Revenue sources for total health expenditures in Health Canada (2003).

Reproduced from Canadian Institute for Health Information (CIHI), 2005 National Health Expenditure Trends, 1975–2005. Canadian Institute for Health Information, Ottawa.

Until recently, almost all hospitals in Canada were owned and administered at the local level by municipalities or private not-for-profit corporations, including religious-based organizations. However, some (but not all) of these hospitals have recently been subsumed by new public arm's-length organizations known as regional health authorities (RHAs), which were established by the provinces beginning in the late 1980s. This change, commonly referred to as regionalization in Canada (see Table 1 ), involved the provincial governments carving up their respective territories into geographic regions and then creating RHAs to administer the delivery of a continuum of health services, from hospitals and nursing homes to home care and public health to the population resident in these regions. As arm's-length public organizations established under provincial law, RHAs have a mandate to meet the health needs of the populations within their boundaries as both purchasers and providers of services. The type and extent of services purchased from independent facilities or professionals vary considerably among RHAs and among provinces. As can be seen in Table 1, the number of RHAs varies considerably with two provinces having RHAs that cover the entire provincial population and two territories in which regionalization was never established.

Table 1.

Population (in thousands) and regionalization in Canadian provinces and territories, 2013

Province or Territory Total population % of total population in Canada Year regionalization first established Number of RHAs
British Columbia 4582.0 13.0 1997 5
Alberta 4025.1 11.4 1994 1
Saskatchewan 1108.3 3.2 1992 13
Manitoba 1265.0 3.6 1997 5
Ontario 13 538.0 38.5 2005 14
Québec 8153.3 23.2 1989 18
New Brunswick 756.1 2.2 1996 2
Nova Scotia 940.8 2.7 1992 8
Prince Edward Island 145.2 0.4 1993 1
Newfoundland and Labrador 526.7 1.5 1994 4
Yukon 36.7 0.1 0
Northwest Territories 43.5 0.1 1997 8
Nunavut 35.6 0.1 0

Since RHAs are delegated authorities with a law-making or regulatory capacity, provincial governments regulate health facilities and organizations. However, health-care organizations, including independent hospitals and long-term care facilities as well as RHAs are accredited on a voluntary basis through Accreditation Canada, a membership-based non-governmental body. Most health professions, including physicians and nurses, are self-regulating based on provincial and territorial framework laws. Six provincial governments have established health quality councils to work with health providers and health organizations (including RHAs) to improve quality and safety. However, no provincial quality council has been given the mandate to regulate quality or set enforceable standards.

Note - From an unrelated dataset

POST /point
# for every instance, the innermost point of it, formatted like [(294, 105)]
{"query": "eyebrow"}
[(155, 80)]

Although the provincial governments are responsible for administering most publicly funded health care in Canada, the federal government nonetheless plays a critical role in health care beyond upholding the broad principles and conditions under the Canada Health Act. These other activities include: funding health research; collecting health data through Statistics Canada; financing and administering health services for First Nations people and Inuit, inmates of federal penitentiaries, war veterans, and active members of the Canadian armed forces; as well as regulating the pharmaceutical and natural health products industries.

In 2000, the federal government replaced the Medical Research Council with the Canadian Institutes of Health Research (CIHR), which in turn, is made up of 13 funding bodies supporting research on Aboriginal peoples' health, aging, cancer, circulatory and respiratory disease, gender, genetics, health services and policy, human development, children and youth, infection and immunity, metabolism and diabetes, neurosciences including mental health and addiction, and population and public health. Through CIHR funding of both investigator-driven as well as more government-driven strategic research, the federal government's original objective was to make Canada one of the top five health research nations in the world.

Intergovernmental Collaboration in Health Regulation, Planning, and Policy

Due to the decentralized nature of the Canadian federation, federal, provincial and territorial governments rely on intergovernmental collaboration to administer, deliver, and reconfigure public health care. At the apex of this collaboration is the Conference of Federal-Provincial-Territorial Ministers of Health as well as a mirror committee of deputy ministers of health (O'Reilly, 2001). In addition to this committee structure, intergovernmental organizations with specific health-care mandates and varying degrees of independence from their sponsoring governments have been established in recent years. These organizations are shown at the base of Figure 2.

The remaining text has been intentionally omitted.